Ну вот, в основных чертах все.
Я снова смотрю на них. Они остолбенели от восхищения.
– Нам бы следовало иметь в группе таких людей, как вы, – замечает Шварц.
– Хотите предложить мне контракт?
– Полагаю, это невозможно. Во всяком случае, я не стану рисковать, даже если вас возможно подкупить. Вы слишком умны, чтобы вас можно было контролировать...
– Я должен понимать это как прощание?
– Да.
– Окончательное?
– Окончательней некуда.
Садист сует руку в карман своей куртки и достает из него револьвер крупного калибра. Очень милая игрушка, должно быть выигранная на соревнованиях. На рукоятке перламутровая инкрустация.
– Красивая штуковина, – говорю я ему. – Она продается?
Борис Карлофф бледно улыбается.

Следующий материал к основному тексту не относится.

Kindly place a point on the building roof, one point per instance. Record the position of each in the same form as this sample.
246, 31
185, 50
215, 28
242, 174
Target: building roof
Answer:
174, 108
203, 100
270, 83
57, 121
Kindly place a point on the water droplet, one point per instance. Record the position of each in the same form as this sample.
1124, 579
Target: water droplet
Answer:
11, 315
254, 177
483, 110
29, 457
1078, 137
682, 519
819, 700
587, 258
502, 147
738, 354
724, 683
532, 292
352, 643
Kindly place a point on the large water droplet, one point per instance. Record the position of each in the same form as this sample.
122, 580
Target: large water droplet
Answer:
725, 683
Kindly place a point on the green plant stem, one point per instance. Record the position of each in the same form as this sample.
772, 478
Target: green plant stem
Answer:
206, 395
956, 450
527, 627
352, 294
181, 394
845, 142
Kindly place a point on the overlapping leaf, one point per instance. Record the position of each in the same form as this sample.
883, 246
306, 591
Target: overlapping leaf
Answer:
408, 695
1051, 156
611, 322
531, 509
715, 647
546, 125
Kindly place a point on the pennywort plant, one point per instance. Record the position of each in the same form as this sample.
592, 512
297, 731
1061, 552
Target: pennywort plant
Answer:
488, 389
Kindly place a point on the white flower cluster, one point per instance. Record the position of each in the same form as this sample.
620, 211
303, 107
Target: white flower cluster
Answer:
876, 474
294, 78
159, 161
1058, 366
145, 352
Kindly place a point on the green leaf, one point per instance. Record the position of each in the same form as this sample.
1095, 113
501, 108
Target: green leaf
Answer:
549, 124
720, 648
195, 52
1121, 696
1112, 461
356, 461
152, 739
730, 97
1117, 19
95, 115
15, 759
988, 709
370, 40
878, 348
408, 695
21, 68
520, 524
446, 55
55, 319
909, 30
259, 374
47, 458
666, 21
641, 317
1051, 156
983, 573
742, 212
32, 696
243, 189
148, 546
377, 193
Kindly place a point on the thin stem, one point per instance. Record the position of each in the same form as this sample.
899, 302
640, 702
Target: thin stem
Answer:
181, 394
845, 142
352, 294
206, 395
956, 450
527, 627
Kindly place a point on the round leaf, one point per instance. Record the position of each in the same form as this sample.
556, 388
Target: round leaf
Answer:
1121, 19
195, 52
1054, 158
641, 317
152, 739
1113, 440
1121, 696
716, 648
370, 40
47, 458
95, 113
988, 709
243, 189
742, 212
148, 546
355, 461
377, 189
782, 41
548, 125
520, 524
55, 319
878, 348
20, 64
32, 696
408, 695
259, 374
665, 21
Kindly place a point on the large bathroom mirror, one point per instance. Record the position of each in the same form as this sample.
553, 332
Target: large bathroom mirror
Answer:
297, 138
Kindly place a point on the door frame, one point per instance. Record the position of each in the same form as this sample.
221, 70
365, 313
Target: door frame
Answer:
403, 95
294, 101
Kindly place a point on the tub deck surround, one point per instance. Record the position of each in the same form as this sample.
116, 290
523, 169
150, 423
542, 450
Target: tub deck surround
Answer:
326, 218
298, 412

Я видел такую улыбку на губах одного типа, собиравшегося поджечь женщину, которую его приятели облили бензином.
Его улыбка многообещающа, как у кандидата в депутаты, и заставляет думать о мрачных вещах, наименее грустная из которых – образ катафалка, который тянут скелеты.
– Полагаю, настал мой последний час?
– Нам это кажется совершенно очевидным, – отвечает профессор.
– Выйдем, – добавляет шофер.
Он открывает дверь. Ворвавшийся ветер снова раскачивает ацетиленовую лампу. Это возвращает меня к реальности. Если я ничего не предприму, то меньше чем через три минуты во мне будет столько железа, сколько в матрасе «Симмонс».
– Ладно, – говорю, – всем пока.
Я поднимаю мою мокрую шляпу и с точностью, восхищающей в первую очередь меня самого, швыряю ее в маленький огонек лампы.
Ура! Наступает темнота. В хижине начинается такой же гвалт, как на корабле во время бунта. Я прижимаюсь к стене и стараюсь всмотреться в ночь. Броситься к приоткрытой двери было бы последней глупостью: моя фигура выделялась бы на фоне проема, как китайская тень, и представляла бы для Бориса Карлоффа отличную мишень. Если этот парень не совсем безрукий, то всадит мне в спину полдюжины маслин...
Слышится странно сухой голос профессора Стивенса:
– Стойте спокойно! Баум, держите дверь под прицелом. Остальным не двигаться. Я зажгу лампу.
Если он чиркнет спичкой, этого будет достаточно, чтобы Баум увидел меня и пустил в ход свою машинку.